Next Articles

Home » Health » Currently Reading:

The vine is healthy never needs spraying but unlike ‘Triomphe d’Alsace’ does not produce leaves suitable for stuffing They are rather thick

July 19, 2010 Health No Comments

The vine is healthy, never needs spraying, but unlike ‘Triomphe d’Alsace’ does not produce leaves suitable for stuffing They are rather thick and felted. As the grapes ripen, the foliage turns yellow, with the veins standing out prominently in green.He’s waiting now for a cutting of a vine grown by a Kent enthusiast with whom he’s been corresponding. Called by the Guinness Book of Records the Dartford Wondervine, he thinks it’s probably Vitis riparia. In commercial vineyards, this is is now done with mechanical hedge cutters.

You need to cut back the side branches leaving just two buds-worth of each branch at each spur. The grapes will be produced on the canes that grow from these spurs in the following season.In summer, the pruning need not be so calculated. Tie the single stem in as it grows and then spur prune it each winter. And (like drinking wine) you learn fastest about the subject by doing it, rather than reading about it.You must have some kind of support to train the vine on. Pruning is not difficult once you understand why you are doing it It can be rather like wine drinking though. It produced a pint of sap every nine hours for 13 days before the cut healed over and the flow was staunched. He had tried stopping it himself, with bitumen, with tourniquets, with a red hot iron, but to no avail.”And did the vine die?” I asked with huge anxiety “No” he replied briskly “It made no difference whatsoever.

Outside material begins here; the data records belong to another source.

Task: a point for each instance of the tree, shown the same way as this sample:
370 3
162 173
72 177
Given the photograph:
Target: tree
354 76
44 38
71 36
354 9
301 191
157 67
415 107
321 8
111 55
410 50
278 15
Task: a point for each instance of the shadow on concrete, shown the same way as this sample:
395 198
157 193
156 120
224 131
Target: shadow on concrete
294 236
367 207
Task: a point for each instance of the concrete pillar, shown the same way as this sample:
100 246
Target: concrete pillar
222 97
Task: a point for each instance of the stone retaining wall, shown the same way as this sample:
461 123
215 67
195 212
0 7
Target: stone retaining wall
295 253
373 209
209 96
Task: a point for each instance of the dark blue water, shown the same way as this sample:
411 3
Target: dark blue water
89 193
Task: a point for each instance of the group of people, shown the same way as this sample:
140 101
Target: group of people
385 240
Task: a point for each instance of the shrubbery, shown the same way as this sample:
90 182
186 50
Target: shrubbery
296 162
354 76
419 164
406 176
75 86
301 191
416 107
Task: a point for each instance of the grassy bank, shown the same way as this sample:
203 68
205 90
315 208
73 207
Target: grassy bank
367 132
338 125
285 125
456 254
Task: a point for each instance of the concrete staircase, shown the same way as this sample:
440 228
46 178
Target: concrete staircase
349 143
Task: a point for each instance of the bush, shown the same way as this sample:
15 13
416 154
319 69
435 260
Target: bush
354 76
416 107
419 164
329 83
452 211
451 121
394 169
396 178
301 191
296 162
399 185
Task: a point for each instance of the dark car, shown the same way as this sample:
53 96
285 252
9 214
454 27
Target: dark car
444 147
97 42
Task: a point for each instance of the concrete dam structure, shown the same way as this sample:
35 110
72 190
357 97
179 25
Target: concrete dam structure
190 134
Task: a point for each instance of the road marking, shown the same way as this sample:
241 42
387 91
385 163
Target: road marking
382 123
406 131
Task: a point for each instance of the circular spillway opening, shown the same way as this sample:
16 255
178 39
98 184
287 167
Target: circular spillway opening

It grew just as well that season as ever before.”Still, I’m not sure the vine would survive repeated attacks of that kind Best to stick to the dormant season. If you leave it until spring, when the sap is rising, the vine bleeds copiously.How copiously, I never knew until Mr Page-Roberts told me. He’d experimented, of course, cutting off a large branch of his ‘Triomphe d’Alsace’ in spring. He makes three dozen bottles each year from his 14 vines.In winter, you have to prune, for in our climate and soil, vines grow vigorously. He has the same method as we have with our damson wine: stripping the fruit into a bucket, adding yeast and sugar and then draining off the resulting brew into a glass demijohn to ferment But he drinks his wine young The best way, he says, with English reds.

And there’s not a blotch of mildew anywhere.Any day now he’ll be picking the grapes and making his Hammersmith Nouveau. Red wines are very much easier to do in this country than white ones, he says, and his method – now that his wine is for home consumption only – is very simple He doesn’t use a press He doesn’t jump up and down on the grapes in the bath. It’s like being in a room done out in William Morris wallpaper.His ‘Triomphe d’Alsace’ is a monster, trained on a single stem up the left hand, south facing wall, over one of the hoops, along the top of the right-hand wall, right the way round behind the hut and then back to meet itself again on the left hand wall.All along the stem, spurs break out, hung with bunches of small black grapes. Commercial growers spray at least seven times with copper during the growing season and three times with sulphur. I wanted to grow without spraying.”His vines are trained up and along the brick walls that make boundaries either side of the garden and over four strong steel reinforcing rods that hoop over the yard from one side to the other. After experimenting with most vines that can be cultivated in this country, he now grows only those that will produce a crop without the prop of sprays.”I was at a vineyard in Cahors in France – that was when I made a living writing about wine – and I saw grapes there being harvested that were absolutely blue with copper.

His star vine is ‘Triomphe d’Alsace’, but the French, he says, are snobby about it because it’s not a “classic” Vitis vinifera variety. That’s if you can call a 10ft x 30ft back yard in Hammersmith, west London, a vineyard I think you can. It’s got 14 vines in it, which is 13 more than most of us grow.Before he came to London, he had vineyards in Cambridgeshire and Hampshire. You can spray, of course, but I want to drink wine, not cocktails of copper and sulphur.Jim Page-Roberts is now on his third vineyard. It’s one of the most widely planted white wine grapes in the country, but with us it has been very prone to rot and mildew. I now learn from Jim Page-Roberts that we’ve got the wrong sort of vines: Reisling Sylvaner (Muller Thurgau).

Comment on this Article:

You must be logged in to post a comment.